You could zone in on that to help you.
The busier you are, the better. Don’t let nicotine sneak up on you when you’re bored and sitting around doing nothing. Keep yourself occupied!
Shenita Miles says
I’m on day 8 and your really helping this girl right here. ❤️
You go girl! Keep strong!
Ty Foster says
Hi Matt! Just stopping by to leave a long overdue note of thanks. I quit smoking a little over two years ago and your site was an instrumental part in my success – thank you for creating this site! I am back because I am sharing your wonderful site with my cousin. He wishes to quit and I think the information you provide here will greatly enhance his chance of success! The world of smokers trying to get to the other side need this site!
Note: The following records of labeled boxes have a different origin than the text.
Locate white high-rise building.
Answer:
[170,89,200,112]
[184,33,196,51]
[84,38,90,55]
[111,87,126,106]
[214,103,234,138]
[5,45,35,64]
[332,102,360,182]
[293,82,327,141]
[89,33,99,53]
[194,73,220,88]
I am so grateful it was there when I needed it. Many blessings to you Matt.
Thank you so much! Glad I could help. I don’t make any money off this site, but it’s comments like these that are priceless.
And it sucks cuz Google killed off my website traffic. I was getting over 1000 views a day, and now I’m getting a little over 100. All because of their stupid algorithms. But thanks, I appreciate it.
coleen gordon says
Only on day 5 but feeling pretty good about that. Just wanted to say something about cold turkey, been a smoker 45 years pack a day. Un- like the other 100 times I have tried to quit, this is my first cold turkey run. My truth is this, wish I would have went cold turkey before-years before because this time I am not in constant restart from yet one more thing to start from. Day 5 and starting to feel much stronger, better and even smile to my self now and then lol. Chin up, losing this battle is not an option period. Another quick shower, that will be 2nd one in 4 hours but I can smell the toxins leaching out thru my skin and am so happy about it 🙂 shower time-fresh time:)
I have been nicotine free for three months. I quit cold turkey after smoking for 28 years. I have not vaped or used any NRT’s. This website has helped me so much in dealing with my cessation.
I read it every day during the first stages of quitting smoking and I still refer back at least twice a week now.
The mindset segment was the most powerful and influential to my current success.
Thanks Mateo for this great information you have compiled from your experiences. The Truth about NRT’s was invaluable as well.
I am on day 28 – mood swings are awful – sleeping really does help.
I have smoked for 48 years and have quit and relapsed too many times to count. Fact is I really like smoking and really hate it at the same time. I’ve been getting in the right place mentally to quit and my life in general is on a very good up swing so I feel strong just not exactly ready. Your blog is helping me along the path. Thanks.
I enjoy reading this thanks a lot its my 36 day off smoking and i’m having bad withdrawal most of the time.
doug bryan says
That was awesome! Every suggestion was on point. I always liked the accessories of smoking, i.e. cool lighters, nice ashtrays, etc. Tobacco has a common thread with the other vices. If you are addicted you have to abstain completely. There is no moderation or just have one. One thing that wasn’t mentioned is that routines are upset, maybe friendships changed. As stated, it will be a difficult few weeks, but you can do it.